Claudine Mercier ne parle pas aussi vite que Louis-José Houde et serait incapable d’assumer le côté fendant de Martin Matte. Elle admet également que l’humour trash ne fait pas partie de son coffre d’outils, mais cette femme qui célèbre ses 25 ans de métier avec la tournée intitulée Claudine sait comment mettre une salle à sa main.

Sa première apparition dans la région a eu lieu vendredi, au Théâtre Banque Nationale de Chicoutimi (elle sera de retour le 3 février, à la Salle Desjardins-Maria-Chapdelaine de Dolbeau-Mistassini). Le public occupait l’essentiel du parterre, un public où les jeunes se faisaient rares, puisqu’elle n’est plus la saveur du moment. Les absents ont eu tort, cependant. Dans son cinquième one-woman-show, cette artiste trouve encore le moyen d’étonner.

Sur le registre de l’humour, elle a touché la cible avec deux personnages délicieux. L’un d’eux est familier. C’est la petite Jacynthe, une enfant qui voit tout, qui entend tout et qui dit tout. Elle ne comprend pas que sa grand-mère atteinte de la maladie d’Alzheimer lui donne un cellier à sa fête et compare son père à un bourdon : « Comme lui, il a un gros ventre, il est poilu et on l’entend venir ».

Même la politique n’échappe pas à l’oeil acéré de l’enfant assise derrière un mur de toutous, comme en fait foi ce portrait du premier ministre du Québec et député de Roberval, Philippe Couillard. « Un chirurgien qui fait de la politique, il nous endort, puis après ça, il coupe », a-t-elle lâché, ce qui a beaucoup plu aux spectateurs.

Juste avant, on avait fait connaissance avec Shannon, une motivologue aussi incandescente que son costume orange. Cassant son français, elle a amené les gens à se lever pour assimiler une dose d’énergie sur l’air de la chanson Happy (celle de Pharrell Williams, pas l’hymne des Rolling Stones). Sa chorégraphie truffée de brèves séquences où Claudine Mercier fait le robot, la poule et plein d’autres choses était irrésistible. Un moment de douce folie.

Les imitations constituent l’un de ses points forts et dans le numéro calqué sur l’émission En direct de l’univers, dont l’invitée était Ginette Reno, on a eu droit à un mélange de trouvailles et de voix plus familières. Son meilleur coup, de loin, fut une version de Je l’aime à mourir interprétée par Shakira. Du Cabrel avec des intonations latines, il fallait y penser et surtout, bien l’exécuter. C’est l’extrait qui a été le plus applaudi, avec raison.

On aurait dit que l’humoriste avait atteint sa vitesse de croisière après un début tranquille, un brin décousu. Parce qu’il y avait trop de sujets qui se télescopaient, de bons gags sans lendemain, à son arrivée sur la scène. Notons quand même cette phrase destinée aux jeunes hommes exagérément coquets : « On s’en fout de tes pectoraux tout lisses si ton bungalow a l’air du crisse. »

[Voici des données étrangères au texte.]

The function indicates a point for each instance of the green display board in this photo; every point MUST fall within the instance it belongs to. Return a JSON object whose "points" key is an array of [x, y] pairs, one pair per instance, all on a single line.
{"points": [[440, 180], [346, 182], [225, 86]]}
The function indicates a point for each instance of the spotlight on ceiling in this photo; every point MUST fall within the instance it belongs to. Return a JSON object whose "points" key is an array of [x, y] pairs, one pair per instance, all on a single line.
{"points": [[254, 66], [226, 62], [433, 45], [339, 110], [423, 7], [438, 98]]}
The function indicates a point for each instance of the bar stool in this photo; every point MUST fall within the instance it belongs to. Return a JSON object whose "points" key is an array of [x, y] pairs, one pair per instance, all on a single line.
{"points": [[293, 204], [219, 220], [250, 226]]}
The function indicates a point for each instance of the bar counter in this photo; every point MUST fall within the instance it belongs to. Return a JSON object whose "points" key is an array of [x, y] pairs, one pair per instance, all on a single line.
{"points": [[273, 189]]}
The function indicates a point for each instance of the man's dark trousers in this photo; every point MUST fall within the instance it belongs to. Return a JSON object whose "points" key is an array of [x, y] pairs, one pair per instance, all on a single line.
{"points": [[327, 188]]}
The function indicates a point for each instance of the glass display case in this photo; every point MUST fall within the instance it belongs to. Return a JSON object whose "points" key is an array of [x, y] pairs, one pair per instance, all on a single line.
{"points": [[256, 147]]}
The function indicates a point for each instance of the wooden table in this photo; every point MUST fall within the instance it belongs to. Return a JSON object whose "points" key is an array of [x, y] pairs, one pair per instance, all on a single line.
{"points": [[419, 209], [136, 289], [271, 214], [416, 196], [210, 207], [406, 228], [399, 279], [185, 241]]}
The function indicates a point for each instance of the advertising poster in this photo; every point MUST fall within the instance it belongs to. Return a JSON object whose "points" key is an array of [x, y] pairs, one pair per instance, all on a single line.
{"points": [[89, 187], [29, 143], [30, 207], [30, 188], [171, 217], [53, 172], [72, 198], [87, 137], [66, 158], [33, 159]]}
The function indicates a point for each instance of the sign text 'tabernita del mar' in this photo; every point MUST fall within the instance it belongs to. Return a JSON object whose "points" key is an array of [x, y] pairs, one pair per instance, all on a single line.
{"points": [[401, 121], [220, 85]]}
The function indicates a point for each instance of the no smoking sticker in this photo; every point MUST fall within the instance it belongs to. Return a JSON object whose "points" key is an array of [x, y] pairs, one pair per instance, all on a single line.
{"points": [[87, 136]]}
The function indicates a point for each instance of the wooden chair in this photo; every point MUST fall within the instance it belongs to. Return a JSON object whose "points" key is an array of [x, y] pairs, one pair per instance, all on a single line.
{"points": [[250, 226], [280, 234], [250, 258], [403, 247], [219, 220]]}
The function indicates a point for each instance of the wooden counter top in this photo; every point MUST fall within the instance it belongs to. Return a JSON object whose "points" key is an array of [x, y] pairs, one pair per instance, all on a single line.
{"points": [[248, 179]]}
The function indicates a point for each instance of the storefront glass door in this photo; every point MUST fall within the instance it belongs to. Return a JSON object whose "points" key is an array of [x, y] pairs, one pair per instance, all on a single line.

Elle avait alors évoqué ses 25 ans de carrière et justement, cet anniversaire a justifié l’ajout d’un numéro étonnant à la faveur du rappel. Pour se faire plaisir, Claudine Mercier a repris des chansons tirées de comédies musicales américaines et pour une fois, il n’y avait pas de gag. Collant au texte original, vêtue de la même manière que les personnages, devant des projections tenant lieu de décor, l’invitée de Diffusion Saguenay a réalisé un véritable tour de force.

C’est ainsi que le public a vu défiler The Sound Of Music, Cabaret, My Fair Lady, Chicago, Mary Poppins et The Wizard Of Oz en l’espace d’une dizaine de minutes, s’émerveillant autant de la justesse des interprétations que de la rapidité avec laquelle ont été effectués les changements de costumes. Un joli feu d’artifice qui a montré que derrière l’humoriste se cache une « entertainer » de première force.